Sundberg’s appointment comes on the heels of a tumultuous time in the commission. Last year the agency came under fire for the abrupt and unexplained firing of its executive director, Charles Lester, who was widely liked by state residents and environmentalists for his strong antidevelopment stance. The firing was seen by many as a sign that the commission was becoming too cozy with developers, reported Audubonmagazine at the time.

Those fears were bolstered later in the year after business, labor and pro-development interests defeated two bills that would have improved the transparency of the organization, reported the Los Angeles Times. Further complicating the CCC’s reputation was the election defeat of a previous commissioner—Sundberg’s predecessor—who was one of several accused of ethics violations related to Lester’s sacking, according to a 2016 report in the Humbolt Baykeeper.

The liberally oriented commission seems to have been taking steps to improve its reputation with the hiring of a veteran insider to replace his ousted predecessor, a move praised by environmental groups, according to the Los Angeles Times. But it also reflects the state’s enhanced commitment to environmental justice.

Sundberg’s appointment “is doubly historic because he was the first appointment under the newly-in-effect environmental justice legislation that requires the governor to make EJ [environmental justice] appointments when filling commission spots,” said Angela Mooney D’Arcy (Acjachemen), executive director of the Santa Monica-based Sacred Places Institute, to ICMN.

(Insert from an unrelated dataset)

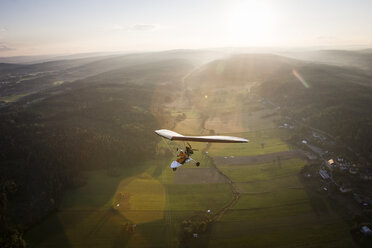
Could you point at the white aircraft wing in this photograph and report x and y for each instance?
(168, 134)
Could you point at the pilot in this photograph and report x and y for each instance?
(181, 157)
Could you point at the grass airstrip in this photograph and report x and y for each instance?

In September 2016 the state legislature passed AB 2616, which required at least one commission member to live in and work directly with communities that are “disproportionately burdened by, and vulnerable to, high levels of pollution and issues of environmental justice as defined,” according to the language in the bill.

“It’s really significant, because from my perspective it’s the governor saying, ‘We understand that the first victims of environmental racism in the state were Native nations,’ ” Mooney D’Arcy said.

Much of the CCC’s work intersects with indigenous issues, particularly the protection of sacred sites and maintaining tribal access to them. With extreme development some parts of the California coast have experienced, like Southern California and the Bay Area, Native sacred sites are always under threat. In some places like Orange County, it has been estimated that 90 percent of Native sacred sites have been lost to rampant development.

Greg Sarris, Tribal Chairman of the Federated Indians of the Graton Rancheria in Sonoma County—Coast Miwok people within the Coastal Commission’s jurisdiction—was optimistic about the appointment.

“I think it is great that Governor Brown has appointed Ryan Sundberg to the Coastal Commission,” Sarris said. “He is a Tribal Member of the Trinidad Rancheria and will be a welcome support to the coastal tribes and environmentalists who continue to work so hard to secure and restore our coastline.”